My passengers: young couple. They walked slowly out of the North Face store. Again, the girl has neither coat nor gloves, though she’s holding something furry in the bend of her right arm. As she approaches, it’s one of those “teacup”-type stuffed dogs.
me: Ok, so there’s no destination chosen. Where are we going?
girl: Ummm…is there a place called PillsTown?
me: I think you mean Pilsen?
girl: Yes. We’re meeting friends at a TV show.
me: Um…ok. [she has no coat, but her boyfriend does] Are you going to be outside?
girl: Yes. The coats in there are too expensive. I didn’t think I’d need one.
me: May I ask where you guys are from?
me: OK then…it’s a bit of a hike, but at least you’ll be warm.
[We arrive at the “TV show”, which is really a production set for one of the cop/hospital/fire shows being filmed around town.]
girl: Thanks for the ride.
me (turning to face the back seat): no problem.
[As she gets out of the car, the dog looks at me and blinks. OMG – it’s a REAL dog. Never barked. Never moved. I seriously thought it was fake. Even he/she had a coat.]
My passengers: three men in their late 20s in Lakeview.
me: Ok, gentlemen, where are we going?
Man 1: BW3 in Lincoln Park.
Man 2: Can you go fast? We’re really hungry.
me: I’ll do my best.
Man 3: Where are you from? America?
me: Wow…you guessed it on the first try.
Man 2: Your accent is weird.
Man 1: Can you tell by our accents where we’re from?

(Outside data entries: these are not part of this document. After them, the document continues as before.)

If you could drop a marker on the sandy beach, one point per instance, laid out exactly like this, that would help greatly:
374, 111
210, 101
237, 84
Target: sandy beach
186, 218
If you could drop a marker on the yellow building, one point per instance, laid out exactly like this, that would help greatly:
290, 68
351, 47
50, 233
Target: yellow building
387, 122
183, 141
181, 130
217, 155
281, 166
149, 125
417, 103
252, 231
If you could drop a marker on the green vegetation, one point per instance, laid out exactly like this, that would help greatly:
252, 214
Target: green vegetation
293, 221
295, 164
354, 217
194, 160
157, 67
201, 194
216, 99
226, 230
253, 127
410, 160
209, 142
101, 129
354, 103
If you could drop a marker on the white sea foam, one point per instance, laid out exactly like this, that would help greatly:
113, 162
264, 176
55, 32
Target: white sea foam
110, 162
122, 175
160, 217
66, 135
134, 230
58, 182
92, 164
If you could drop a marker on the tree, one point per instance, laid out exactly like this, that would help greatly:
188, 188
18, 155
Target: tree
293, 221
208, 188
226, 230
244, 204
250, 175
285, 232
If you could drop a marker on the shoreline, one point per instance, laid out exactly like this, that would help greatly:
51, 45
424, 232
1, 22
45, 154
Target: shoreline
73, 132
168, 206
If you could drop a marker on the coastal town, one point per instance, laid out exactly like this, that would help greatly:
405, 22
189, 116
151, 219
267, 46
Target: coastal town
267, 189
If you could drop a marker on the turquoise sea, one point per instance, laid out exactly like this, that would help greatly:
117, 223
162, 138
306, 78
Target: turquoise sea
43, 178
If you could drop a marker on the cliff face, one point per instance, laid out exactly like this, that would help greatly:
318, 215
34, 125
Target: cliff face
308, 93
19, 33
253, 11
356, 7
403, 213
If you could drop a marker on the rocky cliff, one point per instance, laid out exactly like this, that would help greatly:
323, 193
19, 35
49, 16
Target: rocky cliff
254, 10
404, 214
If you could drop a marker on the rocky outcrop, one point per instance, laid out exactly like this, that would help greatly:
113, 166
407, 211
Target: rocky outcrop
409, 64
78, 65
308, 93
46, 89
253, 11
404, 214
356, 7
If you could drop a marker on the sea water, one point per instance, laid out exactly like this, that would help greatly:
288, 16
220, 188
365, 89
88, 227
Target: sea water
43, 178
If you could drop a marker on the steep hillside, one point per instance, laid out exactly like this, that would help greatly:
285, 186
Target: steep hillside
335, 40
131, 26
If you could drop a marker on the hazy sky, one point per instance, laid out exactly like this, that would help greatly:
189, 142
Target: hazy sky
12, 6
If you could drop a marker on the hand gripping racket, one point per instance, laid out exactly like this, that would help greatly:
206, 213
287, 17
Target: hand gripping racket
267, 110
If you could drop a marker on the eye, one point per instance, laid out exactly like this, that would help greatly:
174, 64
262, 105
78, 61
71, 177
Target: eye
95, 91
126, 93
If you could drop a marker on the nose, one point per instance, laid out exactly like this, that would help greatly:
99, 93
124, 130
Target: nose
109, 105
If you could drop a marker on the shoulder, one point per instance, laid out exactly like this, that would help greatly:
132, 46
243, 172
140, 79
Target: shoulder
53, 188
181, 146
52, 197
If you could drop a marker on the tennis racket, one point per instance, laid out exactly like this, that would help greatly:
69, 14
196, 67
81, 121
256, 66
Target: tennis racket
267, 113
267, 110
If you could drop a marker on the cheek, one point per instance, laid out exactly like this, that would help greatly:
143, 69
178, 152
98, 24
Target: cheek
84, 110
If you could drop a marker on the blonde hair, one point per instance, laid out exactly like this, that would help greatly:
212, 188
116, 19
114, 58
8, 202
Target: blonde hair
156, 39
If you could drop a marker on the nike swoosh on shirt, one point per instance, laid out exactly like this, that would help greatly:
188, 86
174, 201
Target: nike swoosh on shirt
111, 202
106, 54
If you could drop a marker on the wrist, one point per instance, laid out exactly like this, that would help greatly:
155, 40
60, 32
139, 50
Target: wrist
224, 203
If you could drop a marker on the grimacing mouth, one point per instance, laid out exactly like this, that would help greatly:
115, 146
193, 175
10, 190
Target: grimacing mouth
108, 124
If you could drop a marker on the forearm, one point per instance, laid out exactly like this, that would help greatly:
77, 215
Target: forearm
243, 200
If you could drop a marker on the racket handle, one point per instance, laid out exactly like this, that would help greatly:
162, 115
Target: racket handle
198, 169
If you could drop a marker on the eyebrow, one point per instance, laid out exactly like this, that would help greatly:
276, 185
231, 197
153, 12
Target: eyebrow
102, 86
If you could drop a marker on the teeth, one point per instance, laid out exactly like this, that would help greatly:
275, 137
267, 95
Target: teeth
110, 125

me: Well, you’re going for wings, so I’d say, Georgia, Alabama and Tennessee.
Man 1: I’m Syrian.
Man 2. Jordanian.
Man 3: I’m from the Sudan.
me: See? I was close.
My passengers: a young couple who are at the designated pickup spot of a major (read: cheesy) Chicago tourist destination. It’s 22 degrees. They have no coats, gloves or hats. They’re probably 25 tops.
me: So…I’m guessing you’re not from Chicago?
girl: No – we’re from Florida.
me: Ah, OK. Where are we going?
guy: Victoria’s Secret.
me: Which one?
guy: There’s more than one?
[a flock of Canadian geese are in a park feeding and walking around]
girl: Oooh – what are those?
me: Uh…they’re geese. They may look different because they’re not flying in formation.
girl: Oh, I love that song. She’s so awesome.